“Does Mr. Avalon have access to a computer?” Rainie asked Luke.
“In his office.”
She turned to Quincy. “If Mr. Avalon was involved with his daughter, would he have problems with her relationship with VanderZanden?”
“He’ll have problems with any of her relationships. In his mind, she’s his.”
“That’s it then. He found out, got angry—”
“And got an alibi,” Luke interrupted flatly.
They looked at him sharply. He was nearly apologetic. “I tried, Rainie. I stayed in town till eleven last night trying to break this guy’s story. I’ve probably pissed off every blue blood in the city and it still holds. Mr. Avalon was in a business meeting all day Tuesday. His secretary swears it, and two high-powered muckety-mucks agree. They were working on some resort deal from noon until nearly seven o’clock at night.”

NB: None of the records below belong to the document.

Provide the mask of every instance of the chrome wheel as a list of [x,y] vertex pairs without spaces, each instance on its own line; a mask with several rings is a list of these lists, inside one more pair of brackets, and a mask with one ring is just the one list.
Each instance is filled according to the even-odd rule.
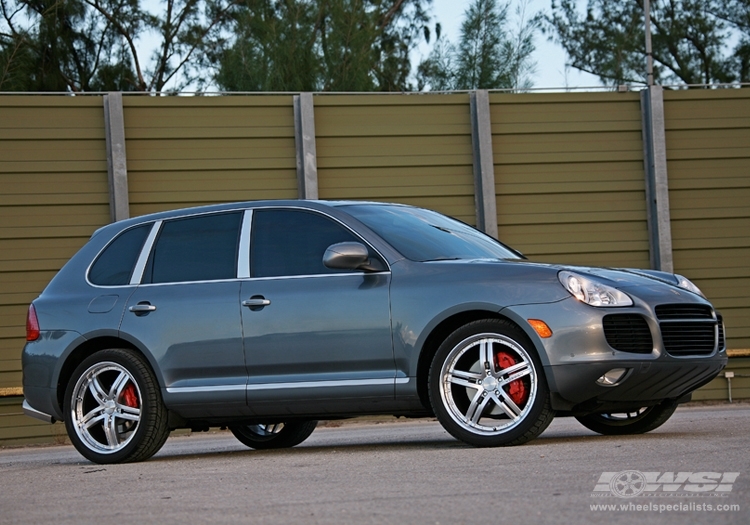
[[440,371],[440,396],[462,428],[498,435],[518,425],[536,398],[536,370],[509,337],[477,334],[461,341]]
[[78,365],[65,389],[70,441],[94,463],[142,461],[169,437],[159,383],[134,350],[100,350]]
[[475,446],[518,445],[554,417],[539,358],[518,327],[501,319],[469,323],[438,348],[430,402],[454,437]]
[[86,370],[73,388],[71,414],[91,450],[111,454],[133,439],[141,421],[141,392],[123,366],[105,361]]

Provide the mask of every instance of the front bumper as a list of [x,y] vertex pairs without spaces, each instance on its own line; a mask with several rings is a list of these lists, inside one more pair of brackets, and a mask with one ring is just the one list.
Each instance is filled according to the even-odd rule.
[[[608,361],[545,367],[555,410],[573,413],[635,409],[680,399],[702,387],[726,366],[726,353],[709,359]],[[627,370],[614,386],[596,382],[613,368]]]
[[[524,327],[539,350],[555,410],[574,414],[635,409],[665,399],[680,399],[716,377],[727,364],[723,338],[717,337],[709,355],[671,355],[662,339],[654,305],[677,303],[656,298],[648,303],[633,297],[628,308],[594,308],[574,299],[558,303],[522,305],[503,311]],[[710,306],[703,301],[683,304]],[[647,353],[619,351],[609,345],[603,318],[612,313],[642,316],[651,334],[653,348]],[[531,330],[527,319],[541,319],[552,329],[542,339]],[[622,368],[627,372],[615,384],[597,383],[606,372]]]
[[39,419],[40,421],[44,421],[45,423],[54,423],[56,421],[55,418],[50,416],[49,414],[45,414],[44,412],[40,412],[39,410],[33,408],[25,399],[23,400],[22,408],[23,413],[29,417]]

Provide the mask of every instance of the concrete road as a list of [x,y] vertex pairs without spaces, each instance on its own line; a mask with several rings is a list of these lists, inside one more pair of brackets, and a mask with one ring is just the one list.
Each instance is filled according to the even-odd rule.
[[500,449],[402,421],[319,428],[265,452],[227,432],[173,437],[130,465],[70,446],[0,450],[0,523],[750,523],[750,404],[680,408],[632,437],[558,418]]

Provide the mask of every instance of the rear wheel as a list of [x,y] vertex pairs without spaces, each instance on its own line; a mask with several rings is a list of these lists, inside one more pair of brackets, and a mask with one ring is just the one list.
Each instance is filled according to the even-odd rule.
[[65,415],[71,442],[94,463],[148,459],[169,436],[159,384],[132,350],[86,358],[65,391]]
[[294,421],[258,425],[233,425],[229,427],[234,437],[243,445],[257,450],[289,448],[310,437],[317,421]]
[[554,418],[539,358],[526,335],[504,320],[453,332],[433,358],[429,391],[443,427],[474,446],[520,445]]
[[677,410],[676,401],[663,401],[650,407],[642,407],[630,412],[611,412],[576,416],[584,427],[605,436],[643,434],[659,428]]

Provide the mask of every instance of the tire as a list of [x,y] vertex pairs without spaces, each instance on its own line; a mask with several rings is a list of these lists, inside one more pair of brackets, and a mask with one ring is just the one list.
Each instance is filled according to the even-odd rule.
[[310,437],[317,421],[294,421],[258,425],[233,425],[229,427],[234,437],[243,445],[257,450],[290,448]]
[[555,416],[539,357],[526,335],[501,319],[453,332],[432,360],[428,388],[443,428],[477,447],[526,443]]
[[677,410],[677,402],[666,400],[658,405],[639,408],[632,412],[613,412],[576,416],[580,424],[605,436],[644,434],[659,428]]
[[169,437],[159,384],[132,350],[86,358],[65,389],[64,410],[70,441],[94,463],[146,460]]

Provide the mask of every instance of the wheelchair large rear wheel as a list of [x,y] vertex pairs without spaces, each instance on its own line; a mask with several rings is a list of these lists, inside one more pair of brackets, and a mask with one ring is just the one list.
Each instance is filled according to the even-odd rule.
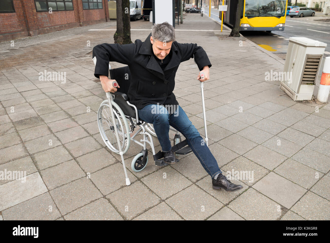
[[[113,111],[120,141],[120,146],[123,154],[128,150],[131,142],[127,120],[118,105],[112,101]],[[110,107],[108,101],[101,104],[97,112],[97,124],[102,139],[109,149],[119,154],[119,147],[116,137],[114,122],[113,122]]]

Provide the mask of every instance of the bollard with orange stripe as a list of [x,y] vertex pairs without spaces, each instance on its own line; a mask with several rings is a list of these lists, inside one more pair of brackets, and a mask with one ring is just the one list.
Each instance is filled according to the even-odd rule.
[[328,101],[330,92],[330,56],[325,58],[323,71],[317,93],[317,99],[321,102]]

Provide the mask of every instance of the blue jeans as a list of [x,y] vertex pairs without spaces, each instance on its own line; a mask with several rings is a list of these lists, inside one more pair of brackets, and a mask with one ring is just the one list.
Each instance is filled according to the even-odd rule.
[[216,175],[221,173],[215,158],[181,107],[178,105],[171,107],[175,109],[170,109],[169,112],[164,106],[147,105],[138,110],[139,117],[153,124],[163,152],[169,151],[172,147],[169,137],[170,125],[181,133],[203,167],[213,179]]

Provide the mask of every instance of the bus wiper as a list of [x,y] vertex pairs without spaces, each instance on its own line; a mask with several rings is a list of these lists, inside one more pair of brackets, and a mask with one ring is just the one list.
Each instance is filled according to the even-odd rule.
[[277,15],[275,15],[274,14],[264,14],[264,15],[271,15],[272,16],[274,16],[274,17],[278,17],[279,18],[280,18],[280,17],[281,17],[281,16],[278,16]]

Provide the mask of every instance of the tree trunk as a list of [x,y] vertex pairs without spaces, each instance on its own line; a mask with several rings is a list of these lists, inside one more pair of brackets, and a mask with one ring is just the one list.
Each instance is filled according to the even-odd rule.
[[240,22],[241,21],[241,12],[242,10],[242,6],[243,5],[243,0],[238,0],[238,4],[237,4],[237,8],[236,10],[236,14],[235,15],[235,24],[234,24],[233,29],[231,30],[229,36],[233,37],[239,37],[240,35]]
[[117,30],[114,35],[115,43],[120,45],[133,43],[131,40],[131,21],[129,0],[117,0]]

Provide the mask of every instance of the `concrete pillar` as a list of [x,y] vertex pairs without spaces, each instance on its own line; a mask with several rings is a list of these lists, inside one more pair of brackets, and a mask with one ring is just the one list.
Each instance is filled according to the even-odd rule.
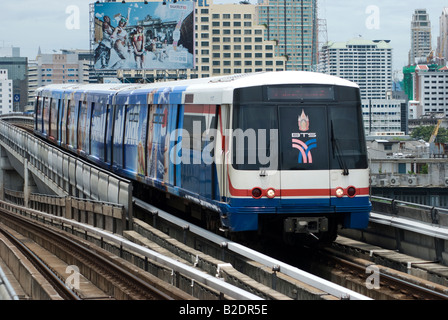
[[23,203],[25,208],[29,208],[30,186],[29,186],[28,160],[23,160]]

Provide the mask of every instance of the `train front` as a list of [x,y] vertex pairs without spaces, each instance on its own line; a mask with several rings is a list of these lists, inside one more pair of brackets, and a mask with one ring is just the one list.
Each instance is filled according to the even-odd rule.
[[260,85],[234,92],[231,231],[332,241],[367,227],[369,170],[359,88]]

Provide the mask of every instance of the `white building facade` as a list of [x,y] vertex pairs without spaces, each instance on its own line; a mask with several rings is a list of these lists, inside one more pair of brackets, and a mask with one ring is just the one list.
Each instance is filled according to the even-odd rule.
[[8,79],[8,70],[0,69],[0,114],[13,111],[12,80]]
[[319,71],[357,83],[362,99],[385,99],[392,89],[392,47],[388,40],[328,42],[322,51]]

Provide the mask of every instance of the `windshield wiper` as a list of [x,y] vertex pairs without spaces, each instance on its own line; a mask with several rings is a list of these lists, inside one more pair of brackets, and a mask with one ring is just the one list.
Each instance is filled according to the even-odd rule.
[[341,148],[339,147],[338,139],[334,137],[333,132],[333,121],[331,121],[331,145],[333,149],[333,158],[336,155],[336,158],[338,159],[339,166],[342,168],[342,174],[344,176],[348,176],[349,171],[347,168],[347,164],[345,163],[344,157],[342,156]]

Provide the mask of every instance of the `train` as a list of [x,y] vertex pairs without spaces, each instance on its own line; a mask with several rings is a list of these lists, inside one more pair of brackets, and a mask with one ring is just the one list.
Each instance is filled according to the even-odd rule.
[[331,242],[369,222],[359,86],[338,77],[51,84],[34,131],[226,235]]

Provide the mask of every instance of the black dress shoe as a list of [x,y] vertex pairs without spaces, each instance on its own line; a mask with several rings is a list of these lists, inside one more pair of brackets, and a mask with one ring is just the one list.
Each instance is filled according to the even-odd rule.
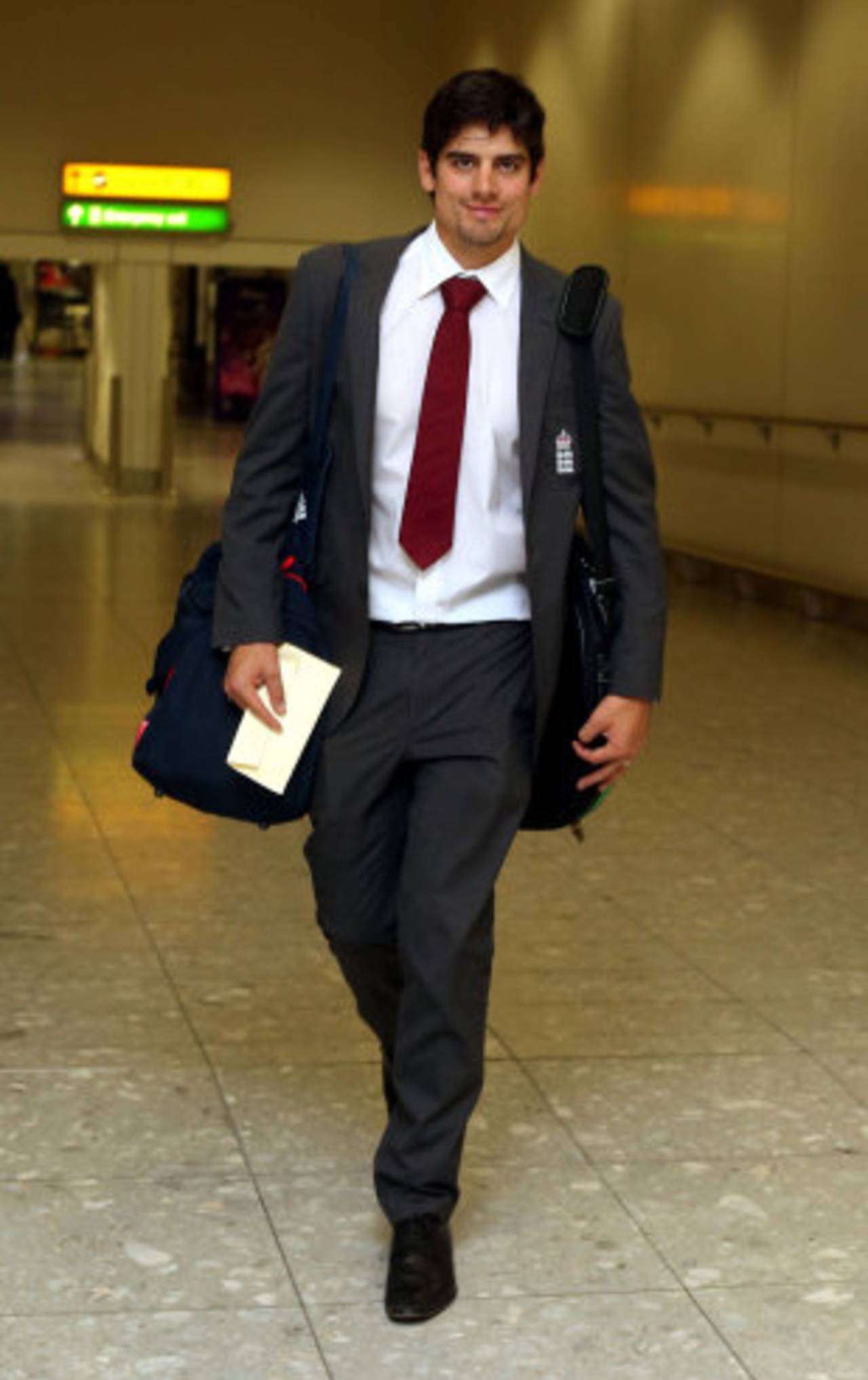
[[448,1308],[457,1293],[447,1224],[432,1213],[399,1221],[386,1279],[392,1322],[426,1322]]

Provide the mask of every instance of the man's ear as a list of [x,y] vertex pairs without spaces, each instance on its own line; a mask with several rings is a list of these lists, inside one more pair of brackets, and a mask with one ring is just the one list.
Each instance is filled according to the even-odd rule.
[[428,192],[428,195],[431,196],[431,193],[436,188],[436,179],[433,175],[433,168],[431,166],[431,159],[425,153],[425,149],[418,150],[417,166],[420,170],[420,182],[422,186],[422,192]]

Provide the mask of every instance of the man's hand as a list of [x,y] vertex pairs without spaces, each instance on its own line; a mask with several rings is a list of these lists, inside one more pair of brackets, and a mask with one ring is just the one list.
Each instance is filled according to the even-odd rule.
[[258,696],[259,686],[268,690],[275,713],[286,713],[277,647],[273,642],[248,642],[233,647],[224,678],[224,690],[239,709],[250,709],[257,719],[275,733],[282,733],[279,720],[269,713]]
[[[607,694],[604,700],[600,700],[591,718],[578,730],[578,738],[573,744],[575,755],[598,769],[581,778],[578,789],[586,791],[592,785],[614,785],[642,749],[649,736],[650,722],[650,700],[628,700],[620,694]],[[606,738],[602,747],[586,747],[598,737]]]

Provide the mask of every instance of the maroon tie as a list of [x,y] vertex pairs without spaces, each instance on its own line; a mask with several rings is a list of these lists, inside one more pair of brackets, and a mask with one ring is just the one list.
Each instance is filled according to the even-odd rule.
[[477,277],[450,277],[440,291],[446,306],[431,346],[399,534],[421,570],[453,544],[471,363],[469,313],[486,295]]

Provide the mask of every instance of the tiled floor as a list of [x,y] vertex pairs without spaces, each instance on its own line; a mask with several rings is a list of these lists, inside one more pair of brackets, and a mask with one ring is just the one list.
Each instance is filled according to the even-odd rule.
[[236,436],[112,502],[76,377],[0,375],[3,1380],[865,1380],[868,639],[675,589],[646,760],[506,865],[461,1297],[397,1329],[304,828],[127,766]]

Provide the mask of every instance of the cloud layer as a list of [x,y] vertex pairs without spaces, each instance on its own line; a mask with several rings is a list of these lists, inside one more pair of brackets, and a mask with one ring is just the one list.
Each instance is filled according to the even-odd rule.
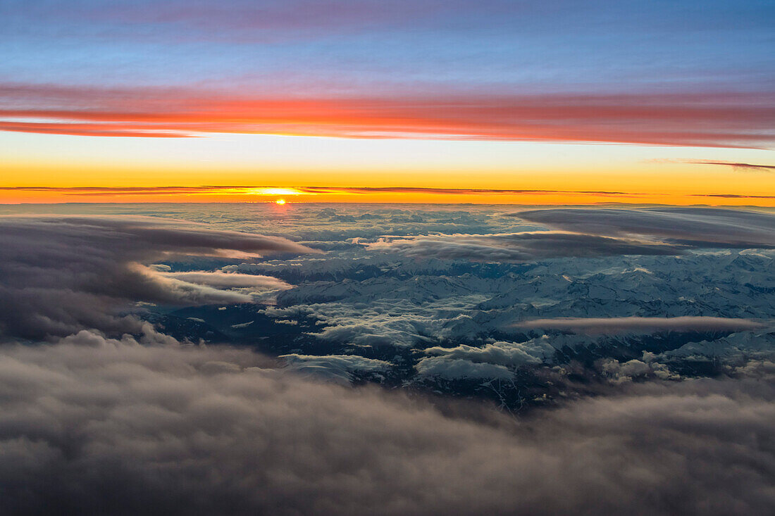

Rainie chewed on the inside of her lip. “Have you had time to run background checks on the supporting witnesses?”
“You mean between midnight and six A.M.?”
“Could be about money,” Rainie theorized. “Sounds like Mr. Avalon has a lot. If they do regular business with him . . . Maybe they’d be willing to vouch for his time in return for a few favors.”
“Possible. Don’t know how we can prove it, though. There is one other thing. I asked Mr. Avalon if he’d ever been to Bakersville. He said absolutely not. But I ran a background check before interviewing him, and according to state tax records he owns a cabin in Cabot County, just thirty minutes away. When I pushed him on it, he said it was merely a hunting cabin. He never used it himself but kept it for business associates. His wife nodded, like that means a damn thing. I don’t know. Something’s wrong there, Rainie, seriously wrong, but I don’t know what to make of it yet.”
Luke’s gaze returned to the street, where a teenage boy on a bicycle was coming into view. In sagging jeans and a loose jersey shirt, the kid seemed pretty nondescript. But he wore a green canvas backpack and he was staring at the O’Grady home intently.
“Here’s my question,” Luke muttered, tapping a finger on the steering wheel as he followed the kid with his gaze. “Why now? Melissa Avalon was twenty-eight years old. If Quincy’s right and Daddy was going to melt down, wouldn’t it have happened years ago?”
“Not necessarily,” Quincy answered. He had noticed the cyclist as well. Then Chuckie came into view, carrying a cardboard box with four cups of coffee. “Was this Melissa’s first time away from home?”
“Yep,” Luke said.
“That would do it.”
“I wonder if we’re making this too complicated,” Rainie murmured out loud, shifting in the backseat for a better view. “Mr. Avalon’s got motive. Mr. Avalon’s got money. His daughter just happens to die from a single gunshot wound to the head—”
“Assassination,” Quincy filled in.
“What if it wasn’t supposed to be a school shooting? What if Danny was being enlisted to create a diversion, something that looked like a shooting to disguise Melissa Avalon’s death. Except—”
“Except he accidentally killed two little girls,” Luke supplied dryly. He opened his mouth to argue more, then suddenly said, “Shit.”
The boy was in front of Shep’s house. His bicycle had slowed. His body shifted. The backpack slid down. . . .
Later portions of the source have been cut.